Elle avance un peu vers lui, sourit à nouveau quand il lui annonce qu’elle va glisser. Elle n’a pas peur de ça, pour être honnête. Elle est tombée plus de fois qu’elle ne saurait le dire, et elle s’en est toujours sortie sans trop de casse. Comme dirait son père, le plus important, c’est de se relever après chaque chute. Après, elle aurait peut-être dû essuyer ses pieds avant de faire ses premiers pas dans l’atelier, mais comme d’habitude, elle réfléchit après avoir agi. On ne la changera pas. Mais elle pose des questions aussi, s’intéresse. Sans doute qu’avoir un père qui aime les plantes doit ouvrir l’esprit sur ce genre de préoccupations.

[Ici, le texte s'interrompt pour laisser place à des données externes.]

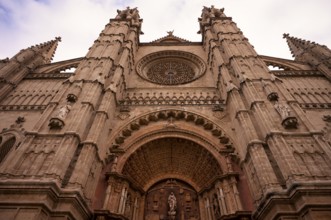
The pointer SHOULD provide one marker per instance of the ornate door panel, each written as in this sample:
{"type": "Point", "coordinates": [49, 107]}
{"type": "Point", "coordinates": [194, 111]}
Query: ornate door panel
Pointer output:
{"type": "Point", "coordinates": [171, 200]}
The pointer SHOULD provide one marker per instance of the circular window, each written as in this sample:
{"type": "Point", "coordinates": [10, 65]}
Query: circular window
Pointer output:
{"type": "Point", "coordinates": [171, 67]}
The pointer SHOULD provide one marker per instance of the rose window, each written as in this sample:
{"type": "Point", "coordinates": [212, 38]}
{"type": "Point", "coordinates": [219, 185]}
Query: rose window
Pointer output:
{"type": "Point", "coordinates": [170, 67]}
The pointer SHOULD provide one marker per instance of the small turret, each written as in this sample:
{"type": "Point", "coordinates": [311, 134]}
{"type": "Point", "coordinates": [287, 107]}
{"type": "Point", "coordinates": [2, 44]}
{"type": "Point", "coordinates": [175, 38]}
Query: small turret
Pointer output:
{"type": "Point", "coordinates": [318, 56]}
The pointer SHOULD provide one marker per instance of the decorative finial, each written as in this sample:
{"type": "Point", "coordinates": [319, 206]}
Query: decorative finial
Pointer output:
{"type": "Point", "coordinates": [170, 33]}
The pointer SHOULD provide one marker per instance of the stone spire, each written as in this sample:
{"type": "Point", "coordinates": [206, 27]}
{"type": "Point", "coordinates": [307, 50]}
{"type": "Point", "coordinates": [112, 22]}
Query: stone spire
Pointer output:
{"type": "Point", "coordinates": [319, 56]}
{"type": "Point", "coordinates": [13, 70]}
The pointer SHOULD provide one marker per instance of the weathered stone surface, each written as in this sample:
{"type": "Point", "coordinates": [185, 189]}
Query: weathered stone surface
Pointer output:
{"type": "Point", "coordinates": [136, 125]}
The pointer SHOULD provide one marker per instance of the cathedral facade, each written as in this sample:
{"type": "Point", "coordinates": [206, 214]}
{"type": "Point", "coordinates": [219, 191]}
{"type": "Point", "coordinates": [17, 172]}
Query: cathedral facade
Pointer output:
{"type": "Point", "coordinates": [166, 130]}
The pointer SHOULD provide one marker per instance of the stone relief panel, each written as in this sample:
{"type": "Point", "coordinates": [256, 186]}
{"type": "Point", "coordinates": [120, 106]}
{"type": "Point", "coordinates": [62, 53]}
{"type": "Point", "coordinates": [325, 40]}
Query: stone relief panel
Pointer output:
{"type": "Point", "coordinates": [309, 156]}
{"type": "Point", "coordinates": [31, 95]}
{"type": "Point", "coordinates": [310, 89]}
{"type": "Point", "coordinates": [37, 159]}
{"type": "Point", "coordinates": [172, 199]}
{"type": "Point", "coordinates": [134, 98]}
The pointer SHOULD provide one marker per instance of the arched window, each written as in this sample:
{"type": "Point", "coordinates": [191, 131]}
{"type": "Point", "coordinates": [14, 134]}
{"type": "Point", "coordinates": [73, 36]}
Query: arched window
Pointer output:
{"type": "Point", "coordinates": [6, 147]}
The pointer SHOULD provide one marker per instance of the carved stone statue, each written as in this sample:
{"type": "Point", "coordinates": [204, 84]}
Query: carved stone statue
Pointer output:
{"type": "Point", "coordinates": [283, 110]}
{"type": "Point", "coordinates": [172, 201]}
{"type": "Point", "coordinates": [208, 13]}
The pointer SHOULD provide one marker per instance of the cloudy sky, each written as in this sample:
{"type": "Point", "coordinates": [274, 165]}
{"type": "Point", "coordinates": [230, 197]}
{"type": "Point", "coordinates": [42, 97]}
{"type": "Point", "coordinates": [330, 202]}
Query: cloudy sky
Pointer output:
{"type": "Point", "coordinates": [27, 22]}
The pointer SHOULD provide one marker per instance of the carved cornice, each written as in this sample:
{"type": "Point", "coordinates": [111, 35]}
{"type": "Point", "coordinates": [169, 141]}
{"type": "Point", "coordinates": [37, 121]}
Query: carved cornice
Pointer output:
{"type": "Point", "coordinates": [297, 73]}
{"type": "Point", "coordinates": [144, 120]}
{"type": "Point", "coordinates": [22, 107]}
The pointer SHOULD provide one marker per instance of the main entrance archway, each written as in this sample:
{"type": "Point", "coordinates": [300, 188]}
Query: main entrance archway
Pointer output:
{"type": "Point", "coordinates": [201, 175]}
{"type": "Point", "coordinates": [172, 167]}
{"type": "Point", "coordinates": [172, 158]}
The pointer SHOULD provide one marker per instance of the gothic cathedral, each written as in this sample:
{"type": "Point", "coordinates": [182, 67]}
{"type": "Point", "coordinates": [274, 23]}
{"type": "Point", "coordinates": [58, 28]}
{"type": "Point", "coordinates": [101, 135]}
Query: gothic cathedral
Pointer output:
{"type": "Point", "coordinates": [166, 130]}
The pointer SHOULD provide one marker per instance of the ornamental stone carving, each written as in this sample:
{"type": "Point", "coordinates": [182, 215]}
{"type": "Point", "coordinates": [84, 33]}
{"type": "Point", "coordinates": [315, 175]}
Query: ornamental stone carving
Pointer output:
{"type": "Point", "coordinates": [171, 67]}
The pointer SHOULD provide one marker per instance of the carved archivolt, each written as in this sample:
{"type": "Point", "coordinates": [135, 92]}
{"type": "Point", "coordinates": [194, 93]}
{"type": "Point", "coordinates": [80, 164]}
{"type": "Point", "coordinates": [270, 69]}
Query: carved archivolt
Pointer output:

- Comment ça, elles existent seulement ici ? Vous avez pris les derniers exemplaires dans la nature ? Il faudrait aller en replanter quelques pousses d’où elles viennent alors, non ?
En tout cas, c’est ce qu’elle ferait, elle. Après la conservation, il faut les remettre dans la nature, dans leur milieu naturel. Quand il lui propose du thé, elle s’approche du chaudron dans lequel repose une mixture chaude. Ça c’est un vrai truc de sorcier, quand même. Elle s’en approche pour sentir les arômes qui en émanent, puis secoue légèrement la tête pour refuser.
- Non merci, je suis plus fruit que fleur. Elle a reconnu les fragrances de l’hibiscus.
Elle ne sait pas trop quoi répondre à sa question suivante. Elle ne cherche pas à soulager un quelconque mal, et pendant un instant elle reste silencieuse.
- Si la curiosité est un mal, c’est peut-être ça que je cherche à soulager. Je me demandais simplement qui vous étiez. Vous avez un fort impact sur les gens qui viennent vous voir et je voulais en savoir plus. Voilà tout. Peut-être vous poser quelques questions, si vous n’y voyez pas d’inconvénient ?
Elle libère sa chevelure de sa capuche, sans toutefois retirer son manteau pour le moment. Si ça se trouve, il va vouloir la renvoyer de là d’où elle vient, et elle ne prend jamais trop ses aises avant d’y être invitée.